Ante tantos cambios que socialmente se están produciendo no debemos dejar a parte el ateísmo que es uno de “los problemas más graves de esta época” (Concilio Vaticano II, Gaudium et Spes 19,1). Y si uno analiza la descomposición a la que está llevando la falta de una auténtica antropología, propiciada por la ideología de género, comprenderá que la afirmación antes expuesta no es baladí. Se rechaza a Dios como si fuera un invasor impertinente que da fastidio, molesta y nada tiene que ver con el recorrido de lo humano, más bien es un intruso que se ha de excluir totalmente de la historia y de la experiencia humana. No interesa Dios. No se necesita a Dios. No tienen vigencia, en el planteamiento humano, los diez mandamientos. Se eliminan las interferencias y se barre a Dios hasta el punto de descartarlo del lenguaje habitual. Tal es, esta tiranía de pensamiento, que se llega a ridiculizar al que sencillamente usa el nombre de Dios. No es políticamente correcto hablar o nombrar a Dios. Pero lo peor es que, se ha llegado hasta el punto, de profesarse ateo y esto tiene más plausibilidad social que quien afirma la existencia de Dios.

Si vamos a lo más profundo de nuestra interioridad constataremos que Dios no es alguien que pasa de largo en nuestra vida. Quien insiste en los propios errores o se aferra a ideas o a posturas equivocadas, está demostrando con ello que le falta inteligencia y sabiduría. Nada hay más sofocante y cansino que entablar una conversación con un ignorante: lo sabe todo y es impermeable a aprender. El auténtico sabio lo definió muy bien Platón siguiendo el consejo de su maestro Sócrates: “Solo sé que no sé nada y, al saber que no sé nada, algo sé; porque sé que no sé nada” (Platón, Apología de Sócrates, 1). Ya la Sagrada Escritura advierte: “Dice el necio en su corazón: ‘No hay Dios’” (Sal 53, 2). En este contexto la palabra ‘necio’ indica que las personas inmorales rechazan a Dios y, no sólo las personas de poca inteligencia. Y esto porque el ‘necio’ rechaza a Dios con el fin de vivir una existencia llena de placeres y libre de valores morales.

Hecho este análisis no debemos dejarnos llevar por el pesimismo y hemos de abrir la mirada hacia lo alto con esperanza. Y la razón fundamental está en que todo ser humano siente en su interior la fuerza superior que tiene un nombre muy concreto. “La Iglesia sabe muy bien que su mensaje conecta con los deseos más profundos del corazón humano” (Concilio Vaticano II, Gaudium et Spes 21, 7).

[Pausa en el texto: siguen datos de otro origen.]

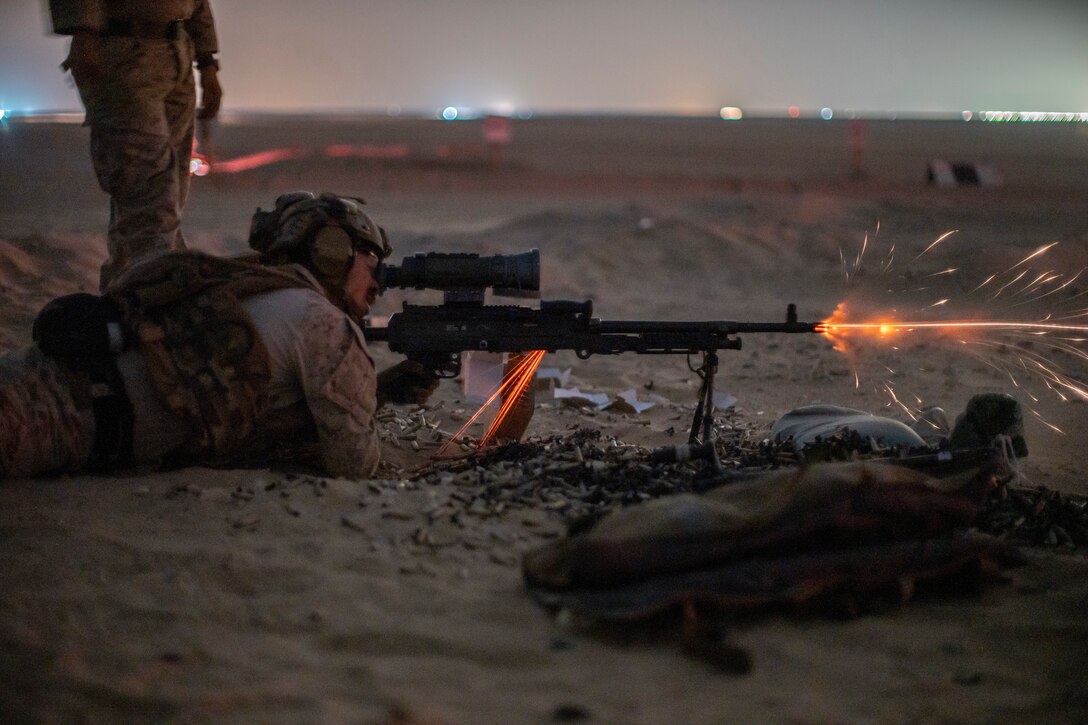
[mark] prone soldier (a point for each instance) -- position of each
(189, 358)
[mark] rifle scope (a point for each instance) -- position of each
(510, 275)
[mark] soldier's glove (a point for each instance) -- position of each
(406, 382)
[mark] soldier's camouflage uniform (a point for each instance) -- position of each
(141, 114)
(322, 385)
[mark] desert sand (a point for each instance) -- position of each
(276, 596)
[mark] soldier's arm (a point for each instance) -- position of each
(340, 384)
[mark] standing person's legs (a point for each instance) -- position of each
(133, 146)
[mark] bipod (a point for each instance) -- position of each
(697, 446)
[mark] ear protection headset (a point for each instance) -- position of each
(330, 229)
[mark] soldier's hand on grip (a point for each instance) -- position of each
(406, 382)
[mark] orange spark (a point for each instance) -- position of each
(509, 390)
(939, 240)
(520, 378)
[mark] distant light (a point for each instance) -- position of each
(199, 166)
(1034, 117)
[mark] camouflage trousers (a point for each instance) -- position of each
(141, 114)
(42, 429)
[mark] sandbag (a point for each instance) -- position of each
(821, 531)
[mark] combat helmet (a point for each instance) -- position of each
(322, 231)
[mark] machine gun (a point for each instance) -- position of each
(435, 335)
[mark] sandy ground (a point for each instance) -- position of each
(267, 596)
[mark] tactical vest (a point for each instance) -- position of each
(202, 352)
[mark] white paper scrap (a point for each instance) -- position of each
(631, 398)
(578, 397)
(724, 401)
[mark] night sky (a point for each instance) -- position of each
(614, 56)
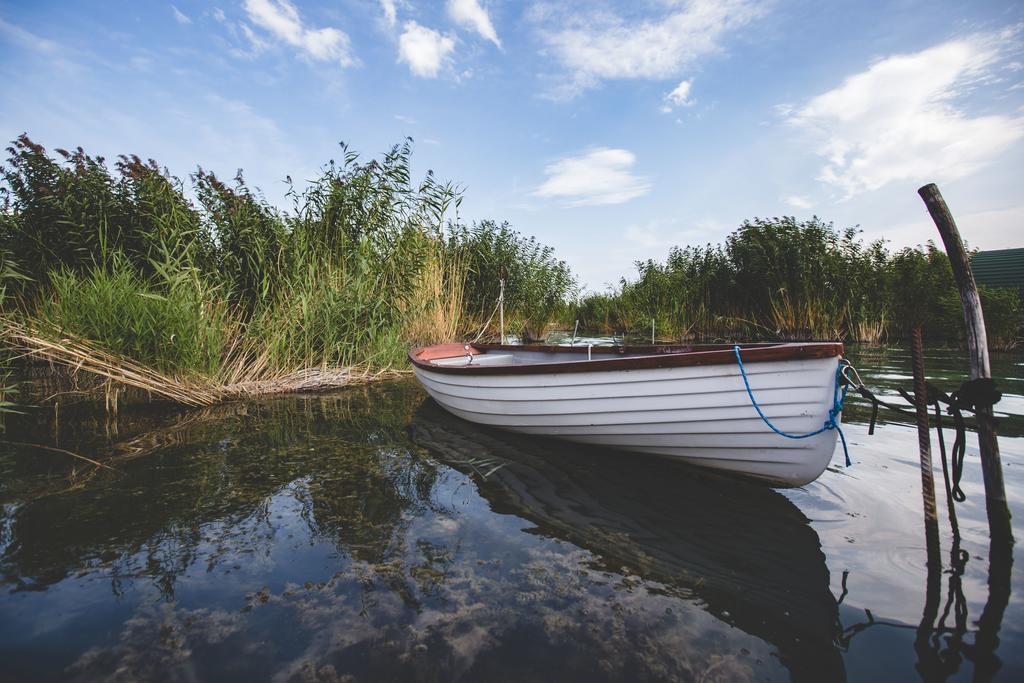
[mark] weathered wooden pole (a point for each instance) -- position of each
(977, 342)
(925, 450)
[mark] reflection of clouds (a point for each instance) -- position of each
(473, 617)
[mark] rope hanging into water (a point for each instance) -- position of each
(839, 395)
(970, 396)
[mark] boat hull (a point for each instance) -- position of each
(697, 414)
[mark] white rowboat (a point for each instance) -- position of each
(687, 402)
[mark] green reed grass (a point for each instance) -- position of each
(783, 279)
(228, 288)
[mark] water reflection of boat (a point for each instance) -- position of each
(743, 551)
(684, 402)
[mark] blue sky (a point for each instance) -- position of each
(610, 130)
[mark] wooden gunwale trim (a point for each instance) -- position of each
(663, 356)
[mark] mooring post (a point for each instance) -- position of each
(977, 343)
(501, 309)
(925, 449)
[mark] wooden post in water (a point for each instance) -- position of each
(925, 447)
(977, 342)
(927, 659)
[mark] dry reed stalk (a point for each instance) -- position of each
(440, 288)
(248, 375)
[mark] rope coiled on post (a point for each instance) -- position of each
(971, 395)
(839, 395)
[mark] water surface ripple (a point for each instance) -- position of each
(369, 536)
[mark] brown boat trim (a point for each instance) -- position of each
(660, 356)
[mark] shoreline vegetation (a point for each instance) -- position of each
(200, 291)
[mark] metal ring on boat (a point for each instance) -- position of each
(846, 369)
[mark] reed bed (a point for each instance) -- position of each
(211, 294)
(787, 280)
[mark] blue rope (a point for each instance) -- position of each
(832, 423)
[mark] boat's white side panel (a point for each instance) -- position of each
(700, 414)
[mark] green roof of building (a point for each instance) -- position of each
(1001, 267)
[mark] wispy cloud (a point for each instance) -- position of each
(798, 202)
(903, 118)
(390, 12)
(281, 19)
(597, 46)
(471, 14)
(600, 176)
(425, 50)
(180, 16)
(680, 95)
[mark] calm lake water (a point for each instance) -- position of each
(368, 536)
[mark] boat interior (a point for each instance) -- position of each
(460, 355)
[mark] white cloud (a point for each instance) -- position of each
(596, 46)
(424, 49)
(680, 96)
(600, 176)
(469, 13)
(180, 16)
(390, 13)
(900, 120)
(282, 19)
(797, 202)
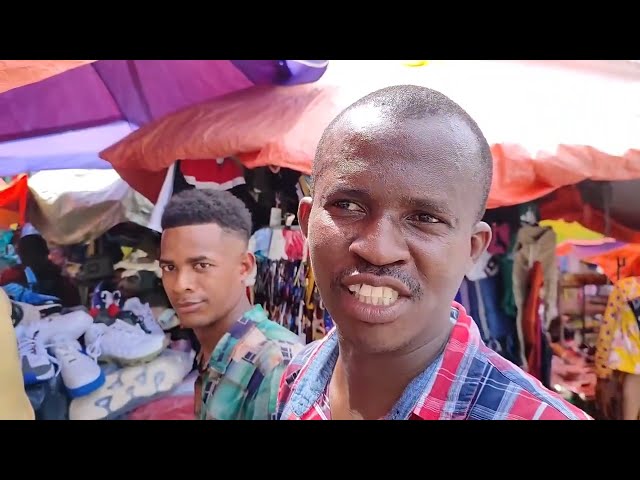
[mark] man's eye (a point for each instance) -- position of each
(424, 218)
(346, 205)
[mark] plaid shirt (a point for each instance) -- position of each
(468, 381)
(241, 379)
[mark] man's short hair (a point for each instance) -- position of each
(202, 207)
(404, 102)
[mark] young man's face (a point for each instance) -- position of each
(392, 228)
(203, 272)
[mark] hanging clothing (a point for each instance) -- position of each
(532, 322)
(481, 299)
(468, 381)
(618, 345)
(535, 244)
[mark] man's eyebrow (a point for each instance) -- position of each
(435, 207)
(337, 189)
(430, 205)
(199, 258)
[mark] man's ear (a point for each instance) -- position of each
(480, 240)
(304, 211)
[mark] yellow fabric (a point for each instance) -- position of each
(14, 404)
(566, 231)
(618, 346)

De ahí se sigue que la esperanza es segura y el ser humano tiene siempre momentos para encontrarse consigo mismo y volver la mirada a Dios. Aquí resuena el salmo: “¿Adónde alejarme de tu espíritu? ¿Adónde huir de tu presencia? Si subo al cielo, allí estás tú; si bajo hasta el seol, allí te encuentras. Si monto en las alas de la aurora y habito en los confines del mar. También allí me guiará tu mano, me sujetará tu diestra” (Sal 139, 7-10). No es extraño constatar en la historia a muchos santos que han buscado con sencillez y se han dejado llevar, como el niño se deja llevar por las manos de sus padres, por esa oculta pero real presencia de Dios.

Por eso el ateísmo no tiene razón, ni tiene suficientes razones porque sus bases son inconsistentes. Se entiende la experiencia de San Agustín: “¡Tarde te amé, hermosura tan antigua y tan nueva, tarde te amé! Y eh aquí que tú estabas dentro de mí y yo fuera, y por fuera te buscaba; y deforme como era, me lanzaba sobre estas cosas hermosas que tú creaste. Tú estabas conmigo, mas yo no lo estaba contigo. Reteniánme lejos de ti aquellas cosas que, si no estuviesen en ti, no serían. Llamaste y clamaste, y rompiste mi sordera; brillaste y resplandeciste, y fugaste mi ceguera; exhalaste tu perfume y respiré, y suspiro por ti; gusté de ti, y siento hambre y sed, me tocaste, y me abrasé en tu paz” (Confesiones X, 27, 38). Bien se puede decir que todos estamos llamados a creer en el Dios que nos ha desvelado y revelado Jesucristo. Más pronto o más tarde Él se nos presenta como una Luz que ha brillado siempre y es eterna.